Data for September and October was also revised upwards by a combined 35,000 new hires, adding to the optimism that the world’s largest economy is back on solid footing after the worst financial crisis in nearly a century.
The stronger-than-expected numbers kept the unemployment rate steady at a seven-and-a-half year low of 5 percent as the upbeat outlook drove more Americans to try their luck on the job market. As a result, the labor force participation rate – the share of working-age people who are employed or at least looking for a job – rose to 62.5 percent from a near 38-year low of 62.4 percent.
It’s hike time
The monthly jobs reports have become the subject of microscopic dissection as markets are looking for signs that the Fed could raise record-low interest rates for the first time since 2006.
However, Friday’s report attracted particular attention. It marks the last major dispatch of economic data before US central bankers hold their final policy meeting of the year on December 15-16. It also comes after Fed Chair Janet Yellen expressed on two separate occasions this week that the nation’s economy has grown so strong that it is safe to raise rates.

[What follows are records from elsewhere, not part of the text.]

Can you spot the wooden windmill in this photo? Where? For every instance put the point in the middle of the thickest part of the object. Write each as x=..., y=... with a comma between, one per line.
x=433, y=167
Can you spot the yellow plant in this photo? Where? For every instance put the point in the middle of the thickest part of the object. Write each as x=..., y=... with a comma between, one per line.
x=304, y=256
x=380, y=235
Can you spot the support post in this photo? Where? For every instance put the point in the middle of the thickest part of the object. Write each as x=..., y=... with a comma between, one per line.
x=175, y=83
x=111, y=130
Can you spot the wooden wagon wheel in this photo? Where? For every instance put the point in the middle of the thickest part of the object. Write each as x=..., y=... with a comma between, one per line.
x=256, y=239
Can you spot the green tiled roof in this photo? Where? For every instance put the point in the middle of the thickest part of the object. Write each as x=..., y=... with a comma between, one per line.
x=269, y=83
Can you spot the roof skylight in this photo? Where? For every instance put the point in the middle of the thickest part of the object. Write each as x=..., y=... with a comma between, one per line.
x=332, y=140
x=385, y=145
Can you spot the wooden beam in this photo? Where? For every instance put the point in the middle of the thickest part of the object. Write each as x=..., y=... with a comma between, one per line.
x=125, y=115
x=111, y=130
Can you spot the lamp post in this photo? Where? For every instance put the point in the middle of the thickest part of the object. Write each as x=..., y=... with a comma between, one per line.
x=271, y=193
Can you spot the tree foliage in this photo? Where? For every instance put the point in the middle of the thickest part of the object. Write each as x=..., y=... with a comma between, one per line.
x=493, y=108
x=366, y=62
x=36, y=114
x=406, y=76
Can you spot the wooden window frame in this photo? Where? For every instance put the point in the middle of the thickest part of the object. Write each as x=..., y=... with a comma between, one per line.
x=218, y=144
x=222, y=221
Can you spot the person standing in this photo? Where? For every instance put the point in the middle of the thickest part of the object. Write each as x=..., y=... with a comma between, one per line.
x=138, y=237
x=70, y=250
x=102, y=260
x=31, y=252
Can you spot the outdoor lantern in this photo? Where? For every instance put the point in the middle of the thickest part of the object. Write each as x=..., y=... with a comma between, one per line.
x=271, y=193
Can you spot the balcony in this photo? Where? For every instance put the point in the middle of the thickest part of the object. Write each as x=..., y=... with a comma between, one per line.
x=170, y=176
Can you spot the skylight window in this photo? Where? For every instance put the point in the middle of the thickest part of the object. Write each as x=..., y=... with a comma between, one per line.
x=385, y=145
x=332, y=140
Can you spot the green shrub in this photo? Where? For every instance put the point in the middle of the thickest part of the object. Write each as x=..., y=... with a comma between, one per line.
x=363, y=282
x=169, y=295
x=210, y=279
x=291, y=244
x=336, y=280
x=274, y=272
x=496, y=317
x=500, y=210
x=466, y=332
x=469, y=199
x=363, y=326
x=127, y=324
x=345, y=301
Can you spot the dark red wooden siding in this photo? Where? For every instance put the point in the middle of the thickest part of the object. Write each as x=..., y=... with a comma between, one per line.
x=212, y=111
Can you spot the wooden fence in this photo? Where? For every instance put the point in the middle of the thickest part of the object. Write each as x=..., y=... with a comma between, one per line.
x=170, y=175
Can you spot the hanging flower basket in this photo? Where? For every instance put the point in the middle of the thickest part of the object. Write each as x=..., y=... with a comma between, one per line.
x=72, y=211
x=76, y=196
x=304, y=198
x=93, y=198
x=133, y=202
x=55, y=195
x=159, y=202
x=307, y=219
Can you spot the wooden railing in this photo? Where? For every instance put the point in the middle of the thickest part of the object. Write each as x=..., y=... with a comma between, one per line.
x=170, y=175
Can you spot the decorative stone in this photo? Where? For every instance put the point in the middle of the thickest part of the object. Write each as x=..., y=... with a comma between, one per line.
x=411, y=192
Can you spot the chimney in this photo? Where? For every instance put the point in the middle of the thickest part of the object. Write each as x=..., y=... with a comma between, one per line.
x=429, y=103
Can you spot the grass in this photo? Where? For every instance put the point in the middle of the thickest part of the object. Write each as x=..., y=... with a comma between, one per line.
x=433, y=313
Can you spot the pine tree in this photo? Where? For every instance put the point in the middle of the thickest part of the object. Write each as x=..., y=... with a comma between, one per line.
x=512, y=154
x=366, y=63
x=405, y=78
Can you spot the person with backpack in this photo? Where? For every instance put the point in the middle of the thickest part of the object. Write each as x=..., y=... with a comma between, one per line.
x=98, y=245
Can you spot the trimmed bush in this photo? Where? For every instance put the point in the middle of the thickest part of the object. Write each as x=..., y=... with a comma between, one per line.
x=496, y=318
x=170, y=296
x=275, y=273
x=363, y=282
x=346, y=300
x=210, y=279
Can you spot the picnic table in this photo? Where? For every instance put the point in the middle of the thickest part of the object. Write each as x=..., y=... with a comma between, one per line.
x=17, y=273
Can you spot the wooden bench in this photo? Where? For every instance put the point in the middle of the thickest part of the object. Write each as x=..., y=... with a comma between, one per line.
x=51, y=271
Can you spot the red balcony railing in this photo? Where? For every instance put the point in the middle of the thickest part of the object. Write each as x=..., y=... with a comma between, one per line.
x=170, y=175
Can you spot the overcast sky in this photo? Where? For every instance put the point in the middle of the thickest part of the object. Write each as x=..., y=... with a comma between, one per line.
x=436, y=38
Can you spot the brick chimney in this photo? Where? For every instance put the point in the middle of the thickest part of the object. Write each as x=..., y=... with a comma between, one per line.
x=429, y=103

Ever cautious, the Chairwoman warned US lawmakers during a hearing against reading too much into Friday’s figures. But it seems no one got the message. Analysts were quick to hail the report as a clear sign that a rate hike is coming just in time for Christmas.
“The ‘data dependent’ Fed will be reassured that the economy is showing no sign of succumbing to worries about the global outlook,” said Chris Williamson, chief economist at Markit. “A December rate hike now looks to be in the bag.”
“Another strong jobs report from the US today [Friday] has all but guaranteed a Fed rate hike on 16th December,” agreed Oanda analyst Craig Erlam.
On Twitter, economist Justin Wolfers said:
Chris Gaffney, president at EverBank World Markets, sounded equally certain: “We cleared the last hurdle for a rate increase. The Fed was looking for some positive movement on wages, and we got a little bit of that. There is absolutely nothing in this report that will keep the Fed from raising rates.”
Rate hike ‘almost entirely priced in’
Meanwhile, US stocks surged as markets rejoiced at the solid jobs report. The Dow Jones Industrial Average jumped 1.4 percent in early trading, while the Nasdaq and S&P 500 rose 1.3 percent and 1 percent respectively.
This “reaction in the markets,” said Gaffney, “reflects the fact that this rate hike is almost entirely priced in.”
CME Group’s FedWatch site put the probability of a rate hike at the upcoming policy meeting at 79.1 percent.
Mixed signals?
Nonetheless, a few indicators could lead Fed officials to hold their fire for just a little while longer. While hiring averaged nearly 220,000 in the past three months, pay gains remain modest. Average hourly wages rose 2.3 percent from 12 months earlier, and just 0.2 percent, or $0.04, from October.
At the same time, US exports and manufacturing have been crippled by a strong dollar, while low oil prices continue to hurt the country’s important energy sector.
Still, most other sectors grew. Construction companies added a two-year high of 46,000 jobs, bolstered by more homebuilding and new infrastructure projects, while retailers hired 31,000 workers, and the government added 14,000 positions.
In short, Americans are back in spending mode. They’re buying new homes, purchasing new cars, and eating out more – offsetting weak growth overseas and low oil prices. Many are betting that this will be enough to reign in a new era for the Fed.